Mayor Buddy Dyer and Jan C. Scruggs, President of the Vietnam Veterans Memorial Fund, spoke in front of the miniature memorial on Saturday at Lake Eola for a Call for Photos ceremony, asking residents to donate photographs of each American whose name is etched in The Wall. Call for Photos is a nationwide effort headed by the Vietnam Veterans Memorial Fund.
“We need to find the local people who maybe went to high school with them and have some old pictures from the football team, or pictures from people who served with them,” said Scruggs, who served in the 199th Light Infantry in Vietnam from April 1969 to 1970.
According to Scruggs, around 24 pictures were collected from Orlando (out of 96 casualties from the city) and roughly 28,000 nationwide. Donators can directly upload photos of fallen service members to the website buildthecenter.org.
“There’s going to be an underground visitor’s center on the grounds of the Lincoln Memorial with photographs of the casualties from Vietnam and their birthday,” said Scruggs. “We’re also going to do the same thing for Iraq and Afghanistan.”
Uniformed Marines and Sailors were interspersed among the crowd of Central Floridians who had gathered for the 11 a.m. event, along with Vietnam veterans sporting patch-decorated vests and regalia.
An olive drab “Deuce-and-a-half” truck and Navy P.B.R. (Patrol Boat, River) were on display, courtesy of the Corporal Larry E. Smedley National Vietnam War Museum on Tanner Road, here in Orlando. Smedley was a Marine in Vietnam who was posthumously awarded the Medal of Honor for leading a squad against a larger enemy force.
“This was a part of the ‘Brown Water Navy,’” said Navy veteran and Director of the Tanner Road museum, Thomas Kosiorek, who was taking a shift watching the P.B.R.. “We only pull these out maybe four times a year.”
The Traveling Wall itself is about five feet tall at its highest point, in contrast to the actual 10 foot Vietnam Memorial at the Constitution Gardens in Washington D.C., which is v-shaped and tapers off at both ends, and is built into a cut in the ground, with a black reflective surface and every name of the over 58,000 fallen Americans from the Vietnam conflict printed in white lettering.
According to Scruggs, this is the first time the Traveling Wall has come to Orlando.

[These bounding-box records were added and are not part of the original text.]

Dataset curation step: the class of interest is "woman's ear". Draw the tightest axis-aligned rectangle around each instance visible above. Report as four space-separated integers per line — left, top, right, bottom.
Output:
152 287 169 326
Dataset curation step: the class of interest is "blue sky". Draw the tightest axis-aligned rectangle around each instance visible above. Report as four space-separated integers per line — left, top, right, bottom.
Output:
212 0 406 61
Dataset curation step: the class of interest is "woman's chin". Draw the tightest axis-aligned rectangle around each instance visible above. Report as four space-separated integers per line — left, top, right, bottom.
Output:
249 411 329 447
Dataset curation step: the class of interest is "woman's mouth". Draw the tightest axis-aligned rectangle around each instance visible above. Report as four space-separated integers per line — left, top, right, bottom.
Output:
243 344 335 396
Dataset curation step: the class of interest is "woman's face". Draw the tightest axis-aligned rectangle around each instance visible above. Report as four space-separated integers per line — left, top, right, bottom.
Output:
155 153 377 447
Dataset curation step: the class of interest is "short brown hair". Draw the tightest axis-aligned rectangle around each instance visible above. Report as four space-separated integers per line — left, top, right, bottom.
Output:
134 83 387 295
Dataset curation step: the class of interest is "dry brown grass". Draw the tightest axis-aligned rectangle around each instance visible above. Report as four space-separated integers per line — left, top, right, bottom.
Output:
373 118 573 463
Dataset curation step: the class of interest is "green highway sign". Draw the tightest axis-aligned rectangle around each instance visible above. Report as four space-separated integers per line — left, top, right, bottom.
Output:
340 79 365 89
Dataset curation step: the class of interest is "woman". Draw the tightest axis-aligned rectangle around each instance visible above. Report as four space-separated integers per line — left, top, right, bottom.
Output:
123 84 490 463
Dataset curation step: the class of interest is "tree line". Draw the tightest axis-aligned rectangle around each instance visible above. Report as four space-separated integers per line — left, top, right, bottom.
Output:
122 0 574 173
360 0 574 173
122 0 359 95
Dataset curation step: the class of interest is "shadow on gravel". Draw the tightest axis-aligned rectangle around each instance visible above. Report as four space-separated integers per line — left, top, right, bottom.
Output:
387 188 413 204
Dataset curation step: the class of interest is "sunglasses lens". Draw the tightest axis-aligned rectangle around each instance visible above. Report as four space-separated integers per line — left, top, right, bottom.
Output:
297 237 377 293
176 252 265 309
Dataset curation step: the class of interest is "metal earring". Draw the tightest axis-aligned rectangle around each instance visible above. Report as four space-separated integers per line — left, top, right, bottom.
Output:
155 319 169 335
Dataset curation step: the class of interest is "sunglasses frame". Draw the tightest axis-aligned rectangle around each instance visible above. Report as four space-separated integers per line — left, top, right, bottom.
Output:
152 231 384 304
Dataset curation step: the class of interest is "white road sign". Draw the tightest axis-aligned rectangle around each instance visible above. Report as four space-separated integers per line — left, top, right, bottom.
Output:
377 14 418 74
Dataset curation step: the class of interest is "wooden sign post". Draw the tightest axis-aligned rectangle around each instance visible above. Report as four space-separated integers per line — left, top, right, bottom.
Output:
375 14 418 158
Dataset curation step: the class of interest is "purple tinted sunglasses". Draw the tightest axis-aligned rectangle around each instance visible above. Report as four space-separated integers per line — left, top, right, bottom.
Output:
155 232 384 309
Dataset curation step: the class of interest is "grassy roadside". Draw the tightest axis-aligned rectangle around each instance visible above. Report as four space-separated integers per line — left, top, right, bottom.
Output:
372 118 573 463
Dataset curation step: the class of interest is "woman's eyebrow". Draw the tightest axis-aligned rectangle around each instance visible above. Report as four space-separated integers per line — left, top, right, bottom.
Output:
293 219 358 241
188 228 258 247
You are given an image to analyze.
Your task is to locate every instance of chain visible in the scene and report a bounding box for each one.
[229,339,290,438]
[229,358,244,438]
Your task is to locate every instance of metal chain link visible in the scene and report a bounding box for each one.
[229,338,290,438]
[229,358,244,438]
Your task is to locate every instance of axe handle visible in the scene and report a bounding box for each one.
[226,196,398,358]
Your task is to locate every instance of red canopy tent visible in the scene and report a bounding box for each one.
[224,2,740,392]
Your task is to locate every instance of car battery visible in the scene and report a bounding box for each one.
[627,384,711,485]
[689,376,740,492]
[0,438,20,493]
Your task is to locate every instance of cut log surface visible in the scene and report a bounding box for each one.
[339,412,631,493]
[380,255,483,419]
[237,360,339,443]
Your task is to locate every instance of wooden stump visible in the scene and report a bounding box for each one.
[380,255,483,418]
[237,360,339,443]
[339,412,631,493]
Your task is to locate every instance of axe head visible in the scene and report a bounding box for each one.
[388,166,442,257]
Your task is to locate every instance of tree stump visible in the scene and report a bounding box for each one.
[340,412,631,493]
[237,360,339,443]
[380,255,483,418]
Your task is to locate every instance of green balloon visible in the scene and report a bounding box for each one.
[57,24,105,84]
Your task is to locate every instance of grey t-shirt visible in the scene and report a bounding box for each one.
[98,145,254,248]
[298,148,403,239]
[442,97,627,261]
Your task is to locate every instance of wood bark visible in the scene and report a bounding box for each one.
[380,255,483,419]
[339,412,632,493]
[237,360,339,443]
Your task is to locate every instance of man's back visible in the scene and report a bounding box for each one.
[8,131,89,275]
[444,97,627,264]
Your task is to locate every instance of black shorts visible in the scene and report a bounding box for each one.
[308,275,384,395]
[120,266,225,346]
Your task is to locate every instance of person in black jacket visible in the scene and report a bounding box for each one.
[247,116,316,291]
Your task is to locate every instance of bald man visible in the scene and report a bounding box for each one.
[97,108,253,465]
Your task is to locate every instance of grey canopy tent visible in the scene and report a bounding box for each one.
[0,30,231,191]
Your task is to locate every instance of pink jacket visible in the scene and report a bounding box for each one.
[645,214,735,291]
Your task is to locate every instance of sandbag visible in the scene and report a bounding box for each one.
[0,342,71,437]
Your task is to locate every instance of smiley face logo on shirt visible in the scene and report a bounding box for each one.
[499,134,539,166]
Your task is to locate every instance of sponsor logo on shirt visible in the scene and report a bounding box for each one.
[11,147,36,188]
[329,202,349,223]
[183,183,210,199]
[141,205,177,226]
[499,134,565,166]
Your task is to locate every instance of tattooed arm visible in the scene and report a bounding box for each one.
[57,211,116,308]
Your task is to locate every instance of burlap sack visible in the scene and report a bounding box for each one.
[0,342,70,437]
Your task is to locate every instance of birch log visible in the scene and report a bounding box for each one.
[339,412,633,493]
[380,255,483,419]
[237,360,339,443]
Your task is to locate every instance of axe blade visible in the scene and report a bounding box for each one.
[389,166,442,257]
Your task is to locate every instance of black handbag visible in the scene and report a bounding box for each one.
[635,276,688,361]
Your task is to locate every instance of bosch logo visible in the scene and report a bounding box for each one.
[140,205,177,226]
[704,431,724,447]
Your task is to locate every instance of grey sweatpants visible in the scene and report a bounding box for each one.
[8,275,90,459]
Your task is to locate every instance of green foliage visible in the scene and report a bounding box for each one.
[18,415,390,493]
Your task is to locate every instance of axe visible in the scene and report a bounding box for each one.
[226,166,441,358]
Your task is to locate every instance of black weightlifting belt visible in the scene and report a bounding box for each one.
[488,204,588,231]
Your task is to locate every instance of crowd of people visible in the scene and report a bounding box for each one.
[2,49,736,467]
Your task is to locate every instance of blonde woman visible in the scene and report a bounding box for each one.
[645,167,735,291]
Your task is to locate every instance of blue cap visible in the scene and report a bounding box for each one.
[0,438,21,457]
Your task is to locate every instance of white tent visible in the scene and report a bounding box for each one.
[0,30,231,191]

“I think it’s a great experience that everyone should have the opportunity to see,” said Vietnam veteran John Trask, who visits the original memorial in D.C. every year. “If they can’t make it to D.C. to see the real wall itself, this here is just as good, believe me. I have friends on The Wall and I come every opportunity. No matter whether it’s the Traveling Wall or when I go to D.C., I always stop to see them. They’d do that for me.”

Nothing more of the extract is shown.